Fed. Circuit: Incorporating in Delaware Doesn't Force a Company to Defend a Federal Suit There

Granting a writ of mandamus, a federal appellate court has rejected the notion that incorporating in Delaware is a controlling factor in determining whether a company must defend a lawsuit there. And, finding that a district court judge abused her discretion by holding otherwise, the appellate panel directed that a patent infringement case be transferred to California.

Friday’s ruling by the U.S. Court of Appeals for the Federal Circuit could potentially prevent a number of Delaware companies that do business elsewhere from continuing to use the state’s highly regarded court system for intellectual property disputes, a practice that had been on the rise, according to Reuters.

Reversing U.S. District Judge Sue Robinson, the appellate panel held that she should have granted the transfer of venue to the Northern District of California sought by defendant Link_A_Media Devices Corp, or LAMD, under 28 U.S.C. § 1404(a) and directed that the patent infringement case be sent there. Both LAMD and the plaintiff in the patent case, Marvell International Ltd of Bermuda, have at least some operations in the vicinity and LAMD is based in California.

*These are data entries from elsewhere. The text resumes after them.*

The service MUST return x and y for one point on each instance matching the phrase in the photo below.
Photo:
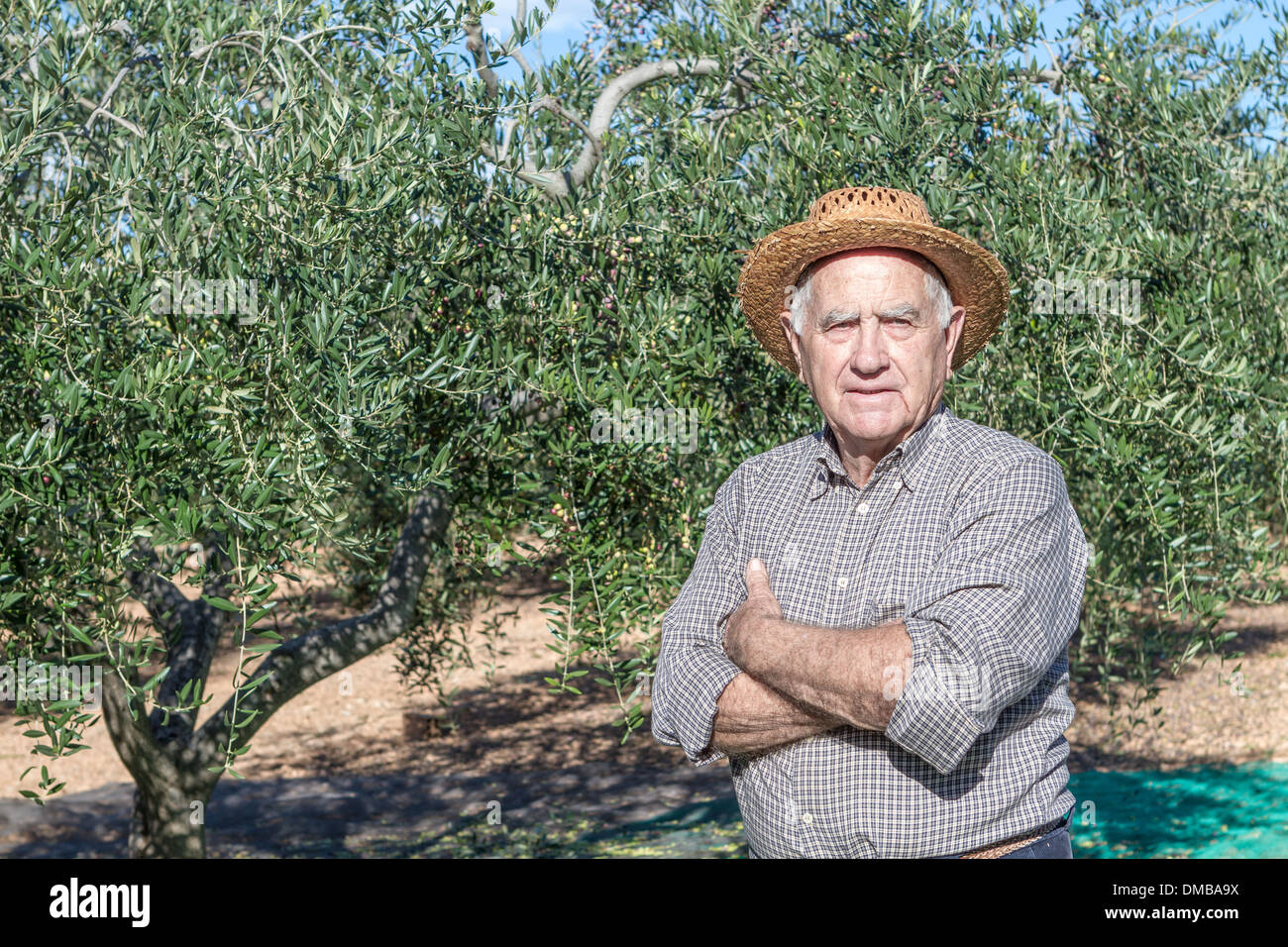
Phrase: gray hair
(803, 294)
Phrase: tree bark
(170, 761)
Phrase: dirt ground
(516, 735)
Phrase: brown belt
(1000, 848)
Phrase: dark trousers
(1054, 844)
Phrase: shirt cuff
(690, 712)
(927, 720)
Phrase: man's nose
(870, 354)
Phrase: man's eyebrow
(837, 316)
(894, 312)
(900, 311)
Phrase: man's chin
(875, 423)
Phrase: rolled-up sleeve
(692, 667)
(996, 611)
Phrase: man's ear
(785, 318)
(953, 334)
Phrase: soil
(333, 772)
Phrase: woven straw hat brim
(975, 277)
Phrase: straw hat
(854, 218)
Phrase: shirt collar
(907, 455)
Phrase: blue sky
(567, 26)
(567, 22)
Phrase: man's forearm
(841, 673)
(752, 716)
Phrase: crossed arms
(798, 681)
(983, 626)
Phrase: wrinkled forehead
(868, 279)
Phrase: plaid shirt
(967, 535)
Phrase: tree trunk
(167, 825)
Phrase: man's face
(871, 350)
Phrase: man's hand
(754, 616)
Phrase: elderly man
(897, 684)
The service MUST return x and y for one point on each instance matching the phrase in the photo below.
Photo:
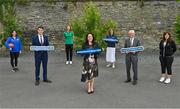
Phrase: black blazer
(168, 50)
(35, 42)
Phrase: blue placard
(88, 51)
(110, 40)
(132, 49)
(41, 48)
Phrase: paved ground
(17, 89)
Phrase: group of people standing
(90, 65)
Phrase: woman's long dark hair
(87, 38)
(170, 37)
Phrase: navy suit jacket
(35, 42)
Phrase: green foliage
(177, 28)
(22, 2)
(8, 19)
(91, 22)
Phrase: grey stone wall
(149, 21)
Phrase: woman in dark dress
(167, 49)
(90, 66)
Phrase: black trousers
(166, 63)
(132, 59)
(14, 58)
(41, 57)
(69, 52)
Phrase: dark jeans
(41, 57)
(69, 51)
(14, 58)
(166, 63)
(132, 59)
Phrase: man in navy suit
(40, 56)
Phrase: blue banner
(110, 40)
(88, 51)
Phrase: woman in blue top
(111, 50)
(14, 44)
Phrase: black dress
(90, 65)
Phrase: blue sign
(110, 40)
(88, 51)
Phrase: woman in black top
(90, 66)
(167, 49)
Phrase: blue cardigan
(17, 44)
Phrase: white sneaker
(167, 81)
(67, 62)
(162, 79)
(108, 65)
(113, 66)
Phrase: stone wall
(149, 21)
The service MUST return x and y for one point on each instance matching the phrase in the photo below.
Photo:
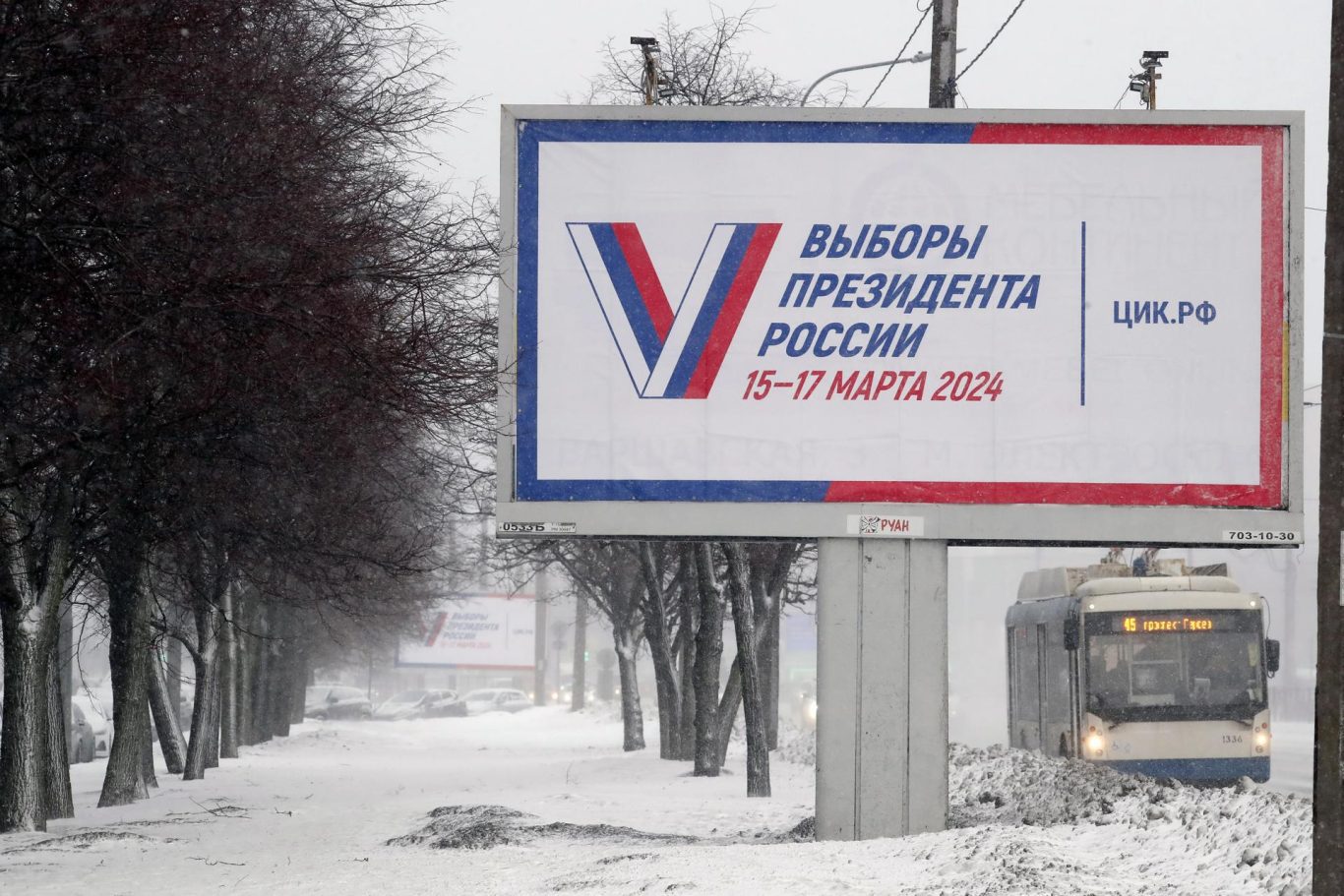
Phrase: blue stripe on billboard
(524, 467)
(672, 491)
(719, 286)
(636, 309)
(759, 132)
(529, 135)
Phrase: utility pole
(1326, 808)
(1146, 82)
(649, 46)
(579, 682)
(943, 67)
(539, 638)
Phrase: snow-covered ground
(568, 811)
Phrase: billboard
(474, 631)
(727, 318)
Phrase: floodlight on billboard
(961, 326)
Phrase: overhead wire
(899, 52)
(990, 43)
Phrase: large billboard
(474, 631)
(723, 319)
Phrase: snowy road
(313, 814)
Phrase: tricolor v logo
(672, 353)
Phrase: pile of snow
(491, 826)
(1263, 837)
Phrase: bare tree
(700, 66)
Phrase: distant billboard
(900, 318)
(474, 631)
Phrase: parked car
(421, 704)
(81, 745)
(98, 715)
(496, 700)
(336, 701)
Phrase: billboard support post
(539, 673)
(882, 687)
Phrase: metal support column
(882, 687)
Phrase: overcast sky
(1055, 54)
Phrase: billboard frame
(459, 599)
(968, 522)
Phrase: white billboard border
(466, 597)
(951, 522)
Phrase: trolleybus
(1161, 675)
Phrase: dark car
(336, 701)
(421, 704)
(83, 745)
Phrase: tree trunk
(653, 606)
(213, 719)
(632, 715)
(297, 683)
(128, 650)
(770, 673)
(708, 650)
(246, 648)
(261, 679)
(203, 660)
(25, 722)
(227, 676)
(278, 687)
(579, 693)
(687, 635)
(753, 711)
(165, 718)
(59, 803)
(172, 678)
(147, 751)
(727, 712)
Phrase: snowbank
(1262, 838)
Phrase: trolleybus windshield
(1171, 665)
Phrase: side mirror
(1071, 631)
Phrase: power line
(899, 52)
(991, 39)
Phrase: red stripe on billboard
(1269, 492)
(1126, 495)
(645, 278)
(734, 305)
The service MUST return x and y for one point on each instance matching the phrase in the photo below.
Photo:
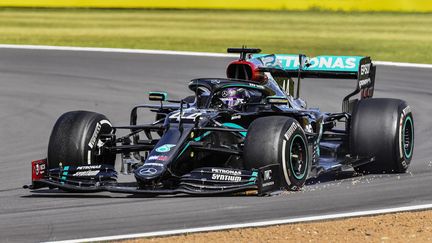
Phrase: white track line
(253, 224)
(182, 53)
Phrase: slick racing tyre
(75, 137)
(383, 128)
(278, 139)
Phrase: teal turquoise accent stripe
(65, 172)
(236, 126)
(197, 139)
(318, 63)
(244, 85)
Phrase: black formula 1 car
(249, 133)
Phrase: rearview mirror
(158, 96)
(276, 100)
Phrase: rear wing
(336, 67)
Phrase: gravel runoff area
(397, 227)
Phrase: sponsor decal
(290, 131)
(364, 83)
(235, 117)
(154, 164)
(165, 148)
(270, 183)
(158, 157)
(40, 169)
(89, 167)
(226, 171)
(147, 171)
(342, 63)
(220, 177)
(365, 69)
(94, 136)
(406, 110)
(308, 128)
(192, 116)
(267, 175)
(256, 86)
(86, 173)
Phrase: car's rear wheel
(384, 129)
(75, 140)
(278, 139)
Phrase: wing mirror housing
(158, 96)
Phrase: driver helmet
(234, 98)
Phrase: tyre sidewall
(291, 134)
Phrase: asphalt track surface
(37, 86)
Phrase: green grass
(383, 36)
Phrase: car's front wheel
(75, 140)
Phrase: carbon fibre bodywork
(196, 147)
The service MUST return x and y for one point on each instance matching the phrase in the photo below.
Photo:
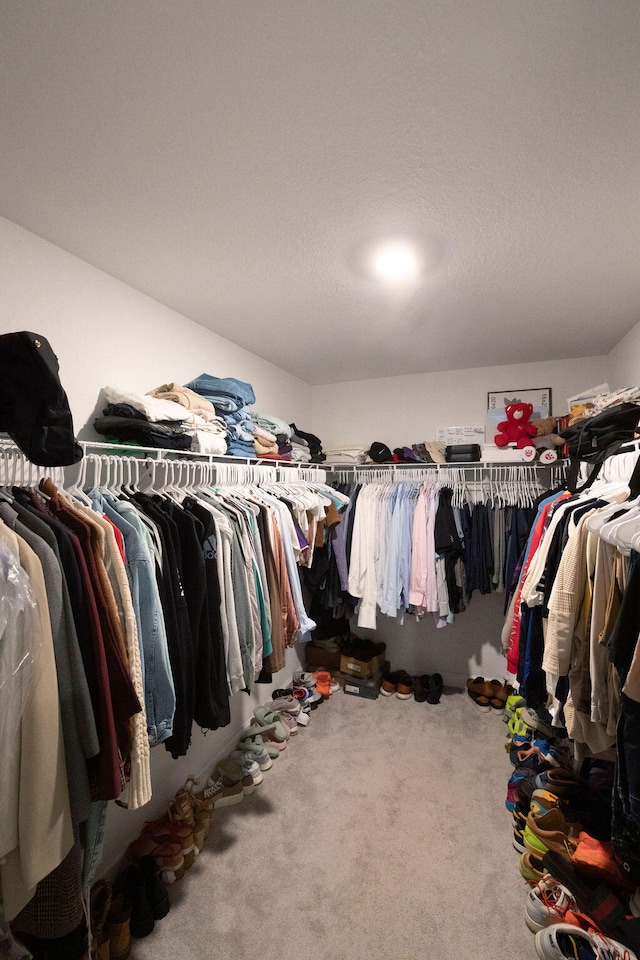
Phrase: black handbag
(34, 409)
(594, 439)
(463, 453)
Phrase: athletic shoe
(562, 940)
(421, 688)
(390, 683)
(532, 867)
(404, 689)
(551, 832)
(224, 792)
(232, 773)
(547, 903)
(594, 859)
(249, 766)
(537, 721)
(303, 679)
(519, 826)
(323, 683)
(435, 688)
(253, 744)
(513, 702)
(560, 781)
(481, 692)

Although LAMD is incorporated in Delaware, that fact “should not be dispositive of the public interest analysis,” the appellate court said in a per curiam opinion (PDF). “Aside from LAMD’s incorporation in Delaware, that forum has no ties to the dispute or to either party,”

Chief Circuit Judge Randall Rader was on the three-judge panel that heard the case, along with Judge Timothy Dyk and Judge Kathleen O’Malley.